Tudo isso porque um dos assassinatos envolve Sonia Baker (Maria Thayer), a qual é amante e integrante do grupo de campanha do político Stephen Collins, representado pelo renomado Ben Affleck, que por sua vez é um velho amigo de Cal MacAffrey. Mais um caso envolvendo jornalismo e política, mas ao contrário do que se possa pensar, a abordagem principal que o filme traz é outra.
Juntamente com a jornalista inexperiente e responsável pelo jornal online, Della Frye, vivida pela talentosa Rachel McAdams, Cal McAffrey não deixa passar nenhum detalhe, por mais indiferente que pareça, e dá uma grande lição que é a de sempre ir atrás da verdade e fazer questão de descobrir o que realmente aconteceu. Diferentemente da editora de redação do jornal The Washington Globe, Cameron Lynne (Helena Mirren), a qual só parece se importar com a quantidade de vendas que o jornal iria proporcionar — fato que acontece em muitos jornais mundo a fora, diga-se de passagem.
Juntos, os jornalistas embarcam em uma história cada vez mais intrigante, onde arriscam até as próprias vidas a fim de descobrir a verdade que está por trás dos assassinatos que ocorreram na cidade de Washington DC e a relação com grandes instituições estadunidenses, deixando a trama mais envolvente para quem assiste.
Della Frye (Rachel McAdams) e Cal McAffrey (Russel Crowe)
O uso de tecnologias para desvendar os mistérios é comum em boa parte do filme.

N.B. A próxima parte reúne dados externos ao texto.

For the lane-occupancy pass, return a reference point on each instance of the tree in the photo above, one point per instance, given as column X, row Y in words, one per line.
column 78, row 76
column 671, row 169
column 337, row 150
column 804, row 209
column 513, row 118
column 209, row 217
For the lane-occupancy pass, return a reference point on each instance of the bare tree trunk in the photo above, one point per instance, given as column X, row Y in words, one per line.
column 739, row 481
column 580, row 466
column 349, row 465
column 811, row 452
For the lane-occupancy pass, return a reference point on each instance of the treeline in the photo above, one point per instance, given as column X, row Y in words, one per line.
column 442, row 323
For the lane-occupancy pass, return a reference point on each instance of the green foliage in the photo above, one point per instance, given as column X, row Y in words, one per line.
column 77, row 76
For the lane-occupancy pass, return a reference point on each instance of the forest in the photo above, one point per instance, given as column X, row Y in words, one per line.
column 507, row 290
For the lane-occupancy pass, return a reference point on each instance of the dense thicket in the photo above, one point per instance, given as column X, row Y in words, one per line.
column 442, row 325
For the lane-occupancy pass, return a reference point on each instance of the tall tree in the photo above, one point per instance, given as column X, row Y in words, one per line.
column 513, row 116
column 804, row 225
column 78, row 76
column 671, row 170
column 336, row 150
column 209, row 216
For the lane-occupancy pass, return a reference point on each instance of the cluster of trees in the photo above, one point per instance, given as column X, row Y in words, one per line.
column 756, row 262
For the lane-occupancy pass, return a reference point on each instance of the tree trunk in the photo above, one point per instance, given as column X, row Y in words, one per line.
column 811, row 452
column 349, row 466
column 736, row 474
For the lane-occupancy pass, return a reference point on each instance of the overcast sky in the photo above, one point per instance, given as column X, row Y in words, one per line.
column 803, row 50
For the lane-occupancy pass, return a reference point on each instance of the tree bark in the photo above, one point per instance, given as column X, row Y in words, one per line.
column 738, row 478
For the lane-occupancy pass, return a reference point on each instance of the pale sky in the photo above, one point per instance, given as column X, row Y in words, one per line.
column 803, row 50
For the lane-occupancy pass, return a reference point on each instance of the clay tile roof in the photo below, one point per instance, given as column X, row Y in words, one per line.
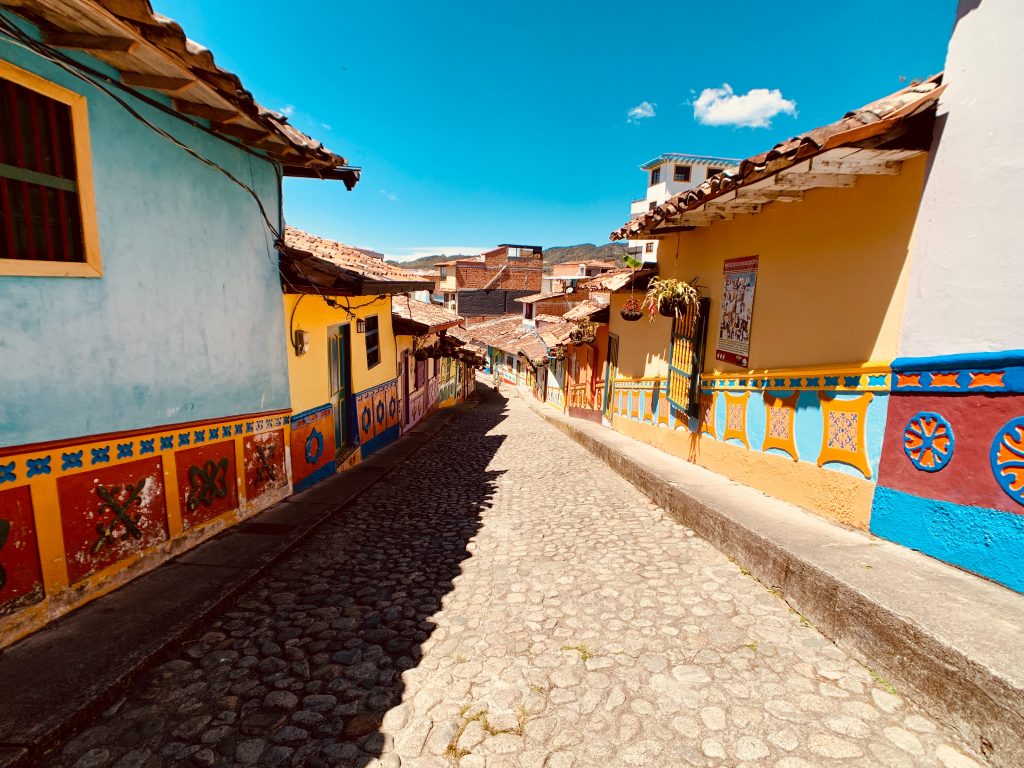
column 871, row 122
column 152, row 51
column 510, row 335
column 587, row 309
column 308, row 260
column 428, row 316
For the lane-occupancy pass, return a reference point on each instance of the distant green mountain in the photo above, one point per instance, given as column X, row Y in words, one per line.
column 553, row 255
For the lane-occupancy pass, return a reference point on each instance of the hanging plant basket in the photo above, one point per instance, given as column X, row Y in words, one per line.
column 671, row 308
column 671, row 297
column 631, row 310
column 584, row 333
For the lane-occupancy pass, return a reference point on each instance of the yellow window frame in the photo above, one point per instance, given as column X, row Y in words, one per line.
column 92, row 266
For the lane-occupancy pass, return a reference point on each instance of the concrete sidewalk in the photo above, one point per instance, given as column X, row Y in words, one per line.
column 953, row 640
column 57, row 679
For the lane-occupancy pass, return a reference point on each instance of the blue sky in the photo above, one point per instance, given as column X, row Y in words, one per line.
column 481, row 123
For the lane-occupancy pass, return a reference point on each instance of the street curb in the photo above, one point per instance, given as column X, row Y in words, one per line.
column 14, row 754
column 983, row 705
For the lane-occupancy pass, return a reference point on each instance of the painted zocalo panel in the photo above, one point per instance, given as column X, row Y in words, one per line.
column 167, row 333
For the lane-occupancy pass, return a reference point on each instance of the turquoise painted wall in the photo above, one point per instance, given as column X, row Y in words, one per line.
column 185, row 323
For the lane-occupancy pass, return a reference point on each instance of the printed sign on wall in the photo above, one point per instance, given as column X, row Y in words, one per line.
column 737, row 309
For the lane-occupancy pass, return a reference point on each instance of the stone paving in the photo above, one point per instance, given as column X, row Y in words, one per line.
column 505, row 600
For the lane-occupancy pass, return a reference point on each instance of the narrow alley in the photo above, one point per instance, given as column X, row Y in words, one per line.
column 504, row 599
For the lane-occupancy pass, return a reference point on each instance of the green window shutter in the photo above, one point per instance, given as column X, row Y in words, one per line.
column 689, row 333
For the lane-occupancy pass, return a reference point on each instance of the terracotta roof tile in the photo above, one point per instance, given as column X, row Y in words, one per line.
column 163, row 50
column 431, row 316
column 869, row 121
column 304, row 249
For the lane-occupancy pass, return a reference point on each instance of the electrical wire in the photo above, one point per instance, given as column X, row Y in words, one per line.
column 100, row 81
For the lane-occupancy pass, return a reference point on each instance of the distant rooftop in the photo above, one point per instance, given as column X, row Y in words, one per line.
column 675, row 157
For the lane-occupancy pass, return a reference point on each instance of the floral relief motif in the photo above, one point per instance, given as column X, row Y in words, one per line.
column 1007, row 458
column 843, row 431
column 928, row 441
column 734, row 416
column 778, row 423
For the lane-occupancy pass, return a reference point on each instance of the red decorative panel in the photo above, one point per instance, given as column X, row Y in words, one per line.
column 20, row 576
column 312, row 442
column 967, row 479
column 207, row 484
column 112, row 513
column 264, row 456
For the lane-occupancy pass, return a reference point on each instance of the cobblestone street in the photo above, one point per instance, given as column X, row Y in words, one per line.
column 503, row 600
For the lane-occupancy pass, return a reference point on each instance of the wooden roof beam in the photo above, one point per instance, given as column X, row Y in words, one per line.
column 87, row 42
column 155, row 82
column 206, row 112
column 811, row 180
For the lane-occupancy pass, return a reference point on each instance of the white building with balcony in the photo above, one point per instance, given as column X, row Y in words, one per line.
column 668, row 175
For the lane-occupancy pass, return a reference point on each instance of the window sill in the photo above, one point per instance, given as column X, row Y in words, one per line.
column 31, row 268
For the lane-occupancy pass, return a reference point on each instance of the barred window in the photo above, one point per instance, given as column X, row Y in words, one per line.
column 39, row 196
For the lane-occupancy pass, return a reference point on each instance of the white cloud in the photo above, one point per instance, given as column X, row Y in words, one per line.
column 408, row 254
column 752, row 110
column 640, row 112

Geralmente, os artifícios utilizados pelos dois repórteres para coletar as informações necessárias e desvendar o quebra-cabeça são bem inteligentes. No filme, McAffrey tem acesso a vários formatos de mídia para atingir o objetivo, como, por exemplo, o celular utilizado pela vítima, além de conseguir imagens do circuito interno de TV de uma estação de trem da cidade e também com a ajuda da internet para identificar pessoas e lugares que ajudassem a desvendar os crimes. Tudo isso e mais a ajuda de diversos contatos que o jornalista possuía.
Por falar em internet, se o espectador desejar, ele pode sair do cinema refletindo a respeito da qualidade das notícias que se encontra, hoje em dia, nos portais de notícias online. Vale a pena prestar atenção na grande diferença que o filme faz questão de retratar. O jornalismo da web está cada vez mais rápido, é verdade, mas também mais superficial e com muitas “notícias” que a gente pode chamar de inúteis ou sensacionalistas. Cadê a tão importante apuração que se vê mais constantemente no jornalismo impresso?
Stephen Collins (Ben Affleck) e Cal McAffrey (Russel Crowe)
A história não é apenas uma matéria rotineira de jornalismo investigativo ou sobre política. Ao longo da história, McAffrey e Frye vão entendendo que tudo é cada vez mais complexo do que imaginavam e que ter uma posição ética dentro do jornalismo, seja online ou impresso, é muito mais do que uma obrigação.
O filme é cheio de reflexões, suspense, reviravoltas e ações. Além disso, quem for ao cinema vai assistir a uma bela produção, com direito a roteiro, feito por Tony Gilroy e Matthew Michael Carnahan, bem amarrado e uma fotografia incrível. É uma história surpreendente, que consegue envolver os espectadores do começo ao final do filme. O ingresso valerá a pena. Com certeza, este suspense será manchete.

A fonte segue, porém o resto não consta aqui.